Since we're not creating any objects on the heap, the space complexity is the size of the stack. So the question is not how many total calls occur, but how big the stack can grow.
containsTree()
can only call subTree()
, subTree()
can call itself or matchTree()
, and matchTree()
can only call itself. So at any point where matchTree()
has been called, the stack looks like this:
[containsTree] [subTree] ... [subTree] [matchTree] ... [matchTree]

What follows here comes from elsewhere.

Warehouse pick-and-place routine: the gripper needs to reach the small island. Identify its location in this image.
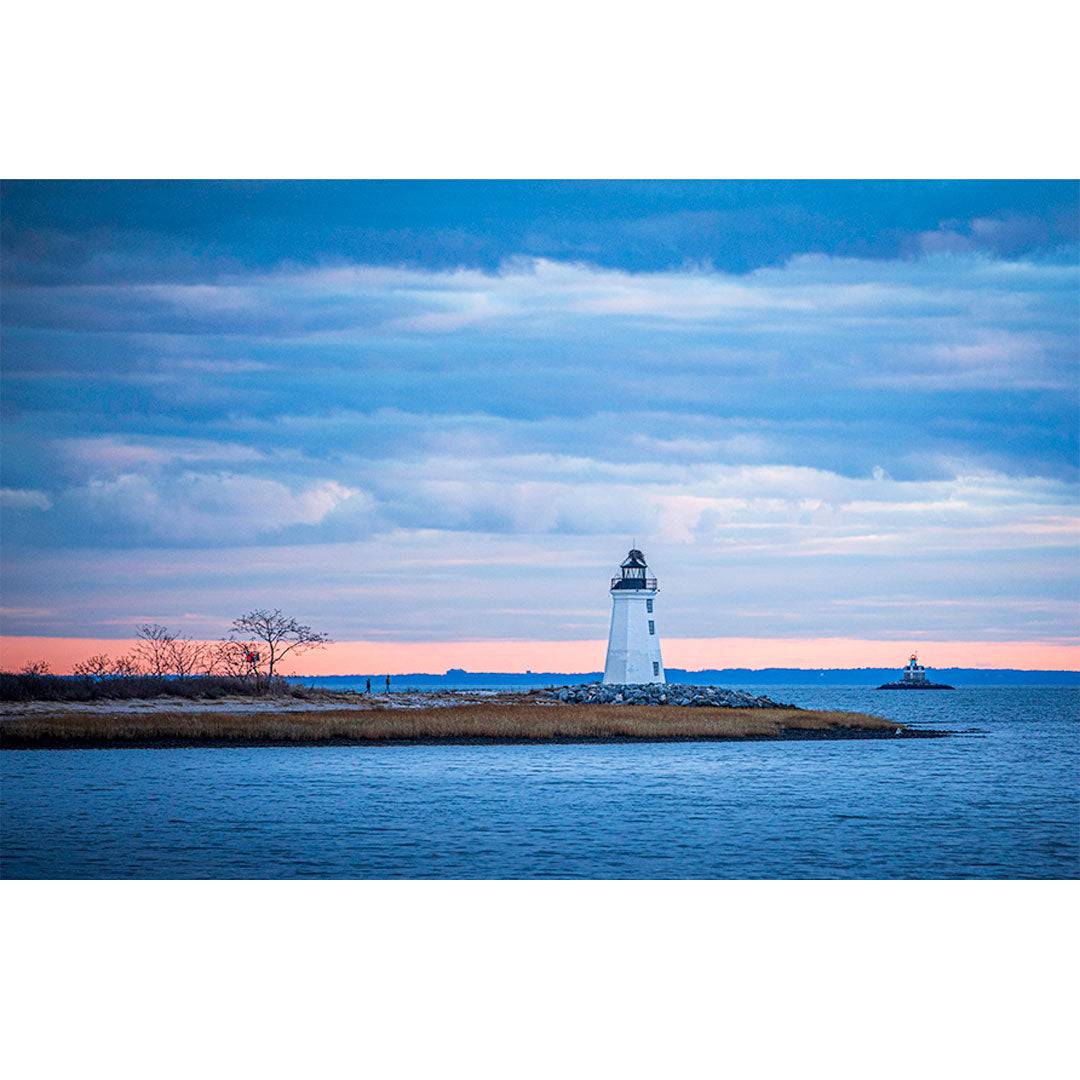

This is why you don't multiply the space complexities here: while each call to subTree()
can call matchTree()
, those calls to matchTree()
leave the stack before subTree()
continues recursing.
If the question doesn't specify if the trees are balanced, then a real worst-case analysis would assume they might not be. However, you and the book are assuming they are. We can set aside that question for later by saying the depth of T1 is c, and the depth of T2 is d. c is O(log(m)) if T1 is balanced, and O(m) otherwise. Same thing for T2's d.
Worst case for matchTree()
is O(d), because the furthest it could recurse would be the height of T2.
Worst case for subTree()
is O(c) for its recursion, because the furthest it could recurse would be the height of T1, plus the cost of calling matchTree()
, for a total of O(c+d).
And containsTree()
just adds a constant on top of calling subTree()
, so that doesn't change the space complexity.
So if both T1 and T2 are balanced, by replacing c and d you can see that O(log(m)+log(n)) seems reasonable.
Like I said before, it's not right to assume binary trees are balanced until you know for a fact that they are. So a better answer might be O(m+n).
But wait! The question states that the size of T2 is less than the size of T1. That means that n is O(m), and log(n) is O(log(m)). So why have we been wasting time worrying about n?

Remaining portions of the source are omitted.